Page 20 of Betrayer


  The report was for his benefit. The Guild could communicate in many fewer words.

  “There is an operations post on the height beyond the ridge,” Jago whispered, breathing only slightly hard, and pointing up . “They may have picked up our signals. Sounds are dangerous.”

  His bodyguard at some point had picked up the other side’s transmissions, Bren thought. And Machigi’s problems . . .

  The hostile base Machigi had talked about. It dominated routes in and out of Taisigi territory. It made terrible sense that their route, shaped by the land, had run them into it.

  He didn’t push his luck with more questions, but Tano said, “We are not surprised.”

  A veritable flood of information. Banichi was somewhere ahead mopping up. Solo, for God’s sake. One hoped Banichi was all right and that the alarm switch hadn’t been tripped up on the heights, to bring in reinforcements.

  And where are the regular Guild forces? he wondered. If the Guild itself hadn’t moved in to check an advance out of Senji clan, they might be obligingly mopping up the Guild’s local problem for them as they went? His bodyguard had been a while in space, but they had not rusted.

  Damn, they had not.

  But, twice damn, this wasn’t their job. It wasn’t even Machigi’s bodyguards’ job. They were supposed to be getting out of the way.

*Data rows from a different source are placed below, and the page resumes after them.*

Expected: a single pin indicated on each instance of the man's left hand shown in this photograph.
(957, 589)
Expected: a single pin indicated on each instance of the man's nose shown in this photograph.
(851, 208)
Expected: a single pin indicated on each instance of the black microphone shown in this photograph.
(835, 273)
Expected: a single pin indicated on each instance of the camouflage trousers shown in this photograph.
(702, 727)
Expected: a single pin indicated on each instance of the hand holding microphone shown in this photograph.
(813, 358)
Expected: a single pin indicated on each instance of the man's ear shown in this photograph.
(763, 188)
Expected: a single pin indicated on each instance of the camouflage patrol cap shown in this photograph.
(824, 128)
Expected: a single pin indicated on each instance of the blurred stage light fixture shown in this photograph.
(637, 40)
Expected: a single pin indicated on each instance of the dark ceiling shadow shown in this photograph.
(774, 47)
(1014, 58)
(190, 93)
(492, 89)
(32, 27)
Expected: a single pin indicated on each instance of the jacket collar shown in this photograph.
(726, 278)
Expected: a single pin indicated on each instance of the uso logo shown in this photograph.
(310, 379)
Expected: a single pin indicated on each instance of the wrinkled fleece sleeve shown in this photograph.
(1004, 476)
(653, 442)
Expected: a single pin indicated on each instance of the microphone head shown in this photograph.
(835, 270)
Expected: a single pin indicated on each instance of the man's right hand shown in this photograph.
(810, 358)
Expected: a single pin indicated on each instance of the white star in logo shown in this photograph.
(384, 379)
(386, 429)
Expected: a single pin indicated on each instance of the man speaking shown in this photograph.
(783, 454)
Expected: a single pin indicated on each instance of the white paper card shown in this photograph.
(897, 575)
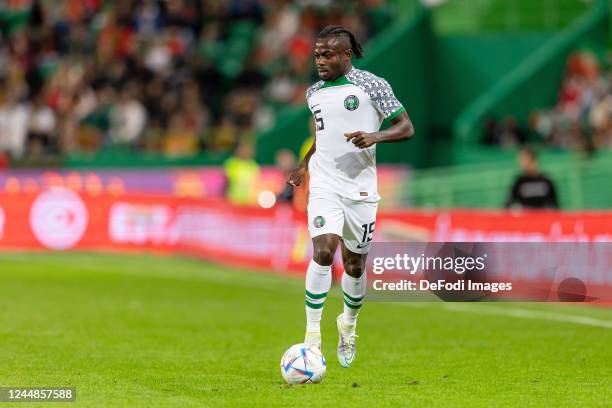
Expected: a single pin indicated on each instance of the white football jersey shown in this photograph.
(358, 101)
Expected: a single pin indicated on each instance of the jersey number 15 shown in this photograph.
(319, 120)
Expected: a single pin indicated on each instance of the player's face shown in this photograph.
(332, 58)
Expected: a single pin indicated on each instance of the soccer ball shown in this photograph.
(303, 365)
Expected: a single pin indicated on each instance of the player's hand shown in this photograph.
(296, 175)
(361, 139)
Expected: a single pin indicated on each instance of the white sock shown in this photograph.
(318, 282)
(354, 293)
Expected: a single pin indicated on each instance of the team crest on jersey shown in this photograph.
(318, 222)
(351, 102)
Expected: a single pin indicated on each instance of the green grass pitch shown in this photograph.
(145, 331)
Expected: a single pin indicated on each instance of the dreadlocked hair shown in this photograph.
(339, 31)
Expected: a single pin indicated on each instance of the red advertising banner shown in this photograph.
(277, 238)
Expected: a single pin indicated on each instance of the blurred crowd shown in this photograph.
(581, 120)
(175, 77)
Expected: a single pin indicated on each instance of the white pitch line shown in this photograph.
(528, 314)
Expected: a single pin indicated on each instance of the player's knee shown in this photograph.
(323, 256)
(353, 268)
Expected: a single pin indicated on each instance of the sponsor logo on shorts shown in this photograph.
(318, 222)
(351, 102)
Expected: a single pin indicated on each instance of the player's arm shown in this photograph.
(297, 174)
(401, 129)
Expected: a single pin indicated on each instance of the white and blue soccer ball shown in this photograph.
(302, 364)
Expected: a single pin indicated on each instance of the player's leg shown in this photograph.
(325, 221)
(353, 285)
(358, 231)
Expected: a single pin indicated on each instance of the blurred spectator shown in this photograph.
(169, 76)
(41, 136)
(531, 189)
(14, 117)
(241, 171)
(128, 117)
(581, 119)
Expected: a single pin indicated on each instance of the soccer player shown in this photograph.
(348, 106)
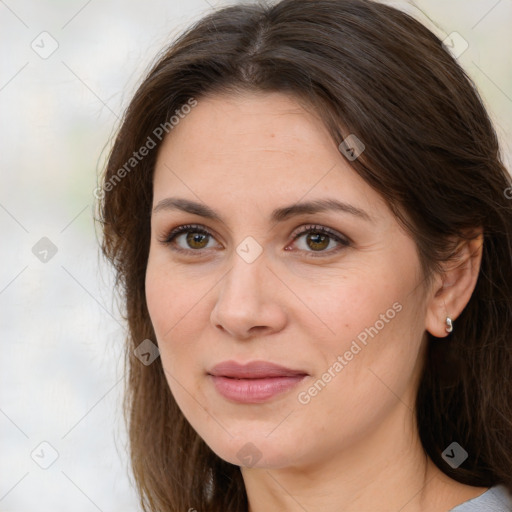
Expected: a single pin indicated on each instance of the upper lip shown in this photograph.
(253, 370)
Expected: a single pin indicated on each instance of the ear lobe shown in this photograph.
(454, 286)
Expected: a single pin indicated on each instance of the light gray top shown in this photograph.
(495, 499)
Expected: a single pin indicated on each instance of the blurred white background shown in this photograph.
(61, 363)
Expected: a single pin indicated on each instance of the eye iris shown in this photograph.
(319, 240)
(196, 238)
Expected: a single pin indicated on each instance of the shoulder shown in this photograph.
(495, 499)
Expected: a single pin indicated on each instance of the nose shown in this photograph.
(248, 301)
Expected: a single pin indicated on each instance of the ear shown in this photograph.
(452, 288)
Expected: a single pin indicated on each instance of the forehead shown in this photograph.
(257, 147)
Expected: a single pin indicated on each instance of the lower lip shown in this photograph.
(254, 391)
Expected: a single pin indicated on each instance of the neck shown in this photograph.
(386, 471)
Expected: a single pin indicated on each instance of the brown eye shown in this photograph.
(197, 240)
(320, 240)
(317, 241)
(189, 239)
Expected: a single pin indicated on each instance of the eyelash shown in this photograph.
(310, 228)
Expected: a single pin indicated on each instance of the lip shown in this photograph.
(254, 382)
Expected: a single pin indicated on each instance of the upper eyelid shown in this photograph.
(297, 232)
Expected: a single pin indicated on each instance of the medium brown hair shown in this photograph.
(431, 152)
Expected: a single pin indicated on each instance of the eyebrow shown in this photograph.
(278, 215)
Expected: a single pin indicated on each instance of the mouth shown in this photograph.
(255, 382)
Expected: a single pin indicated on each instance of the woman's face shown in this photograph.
(344, 310)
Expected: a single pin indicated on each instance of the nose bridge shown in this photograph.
(245, 299)
(246, 274)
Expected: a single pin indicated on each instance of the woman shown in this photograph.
(308, 215)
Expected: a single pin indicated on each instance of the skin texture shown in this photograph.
(356, 439)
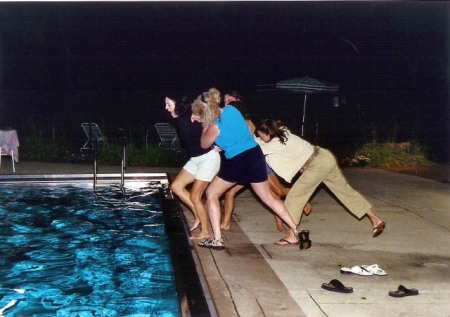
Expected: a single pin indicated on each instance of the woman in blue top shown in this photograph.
(244, 161)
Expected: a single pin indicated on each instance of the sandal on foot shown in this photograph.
(337, 286)
(210, 243)
(284, 242)
(195, 227)
(379, 229)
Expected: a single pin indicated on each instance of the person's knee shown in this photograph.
(211, 195)
(195, 197)
(229, 195)
(176, 188)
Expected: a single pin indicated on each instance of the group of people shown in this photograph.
(227, 150)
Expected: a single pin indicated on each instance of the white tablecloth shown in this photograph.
(10, 141)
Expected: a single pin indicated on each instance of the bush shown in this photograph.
(36, 147)
(389, 155)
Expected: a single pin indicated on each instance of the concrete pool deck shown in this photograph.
(253, 277)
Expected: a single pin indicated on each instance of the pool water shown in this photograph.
(67, 251)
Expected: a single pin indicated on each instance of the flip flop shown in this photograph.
(403, 291)
(358, 270)
(284, 242)
(195, 228)
(337, 286)
(375, 269)
(379, 229)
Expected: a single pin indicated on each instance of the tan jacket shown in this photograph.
(286, 160)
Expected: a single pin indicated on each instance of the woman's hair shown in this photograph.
(181, 103)
(273, 128)
(235, 94)
(207, 106)
(239, 105)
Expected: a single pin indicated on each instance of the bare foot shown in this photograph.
(200, 236)
(289, 240)
(282, 229)
(225, 226)
(194, 225)
(307, 209)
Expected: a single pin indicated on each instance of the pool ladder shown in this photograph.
(123, 164)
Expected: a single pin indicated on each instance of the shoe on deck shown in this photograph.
(210, 243)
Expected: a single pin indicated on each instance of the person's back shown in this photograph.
(234, 137)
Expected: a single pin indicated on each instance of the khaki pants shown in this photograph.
(324, 168)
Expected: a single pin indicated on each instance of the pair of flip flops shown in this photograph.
(364, 270)
(337, 286)
(403, 291)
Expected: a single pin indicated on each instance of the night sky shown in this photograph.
(63, 63)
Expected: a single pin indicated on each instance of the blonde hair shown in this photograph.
(207, 106)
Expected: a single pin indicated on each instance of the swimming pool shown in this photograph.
(69, 251)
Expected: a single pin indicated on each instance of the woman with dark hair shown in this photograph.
(234, 98)
(243, 163)
(201, 168)
(288, 155)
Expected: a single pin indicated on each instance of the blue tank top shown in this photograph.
(234, 137)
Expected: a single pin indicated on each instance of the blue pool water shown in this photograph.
(66, 251)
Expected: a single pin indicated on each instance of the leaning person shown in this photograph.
(287, 154)
(243, 163)
(201, 168)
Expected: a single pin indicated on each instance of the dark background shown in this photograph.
(63, 63)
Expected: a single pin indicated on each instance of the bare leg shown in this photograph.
(229, 206)
(213, 193)
(279, 191)
(378, 224)
(178, 186)
(198, 188)
(278, 207)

  They were supposed to be getting back to safe territory.

  But now they knew where the target was.

  Was there any means to let the Guild know?

  No safe way. Not in his way of thinking. He had a responsibility for whatever negotiations followed the Guild actions. He couldn’t risk himself and his bodyguard taking on the Guild’s job. They needed to get out of here. Fast.

  Silence persisted in the land around them.

  Jago had indicated they should stay put for a time, not, one suspected, to go wandering between Banichi and some objective, or bringing one very slow-moving, glow-in-the-dark human near the opposition.

  But at least there were no more gunshots.

  It got cold. Very cold. Bren blew on his hands to keep warm, glad of the vest, which at least kept his core warm.

  Eventually Algini got up from where he had been sitting. Jago looked at him, then got up and motioned for them to get moving. She quickly moved off ahead of all of them, in utter silence.

  Atevi could see in this murk. A human couldn’t. To his eyes, there was no trail where Jago had gone. It was rocky, brushy country, and the night sky had grown overcast, so the dark in the dark places was deeper and played interesting tricks on human sight, especially when one was trying to hurry on rough ground.

  Jago was, he thought, on a mission of some kind, and he didn’t want to slow her down. Banichi was out there somewhere ; Banichi might have signaled her, needing somebody to watch his back, and there was evidently some urgency about it.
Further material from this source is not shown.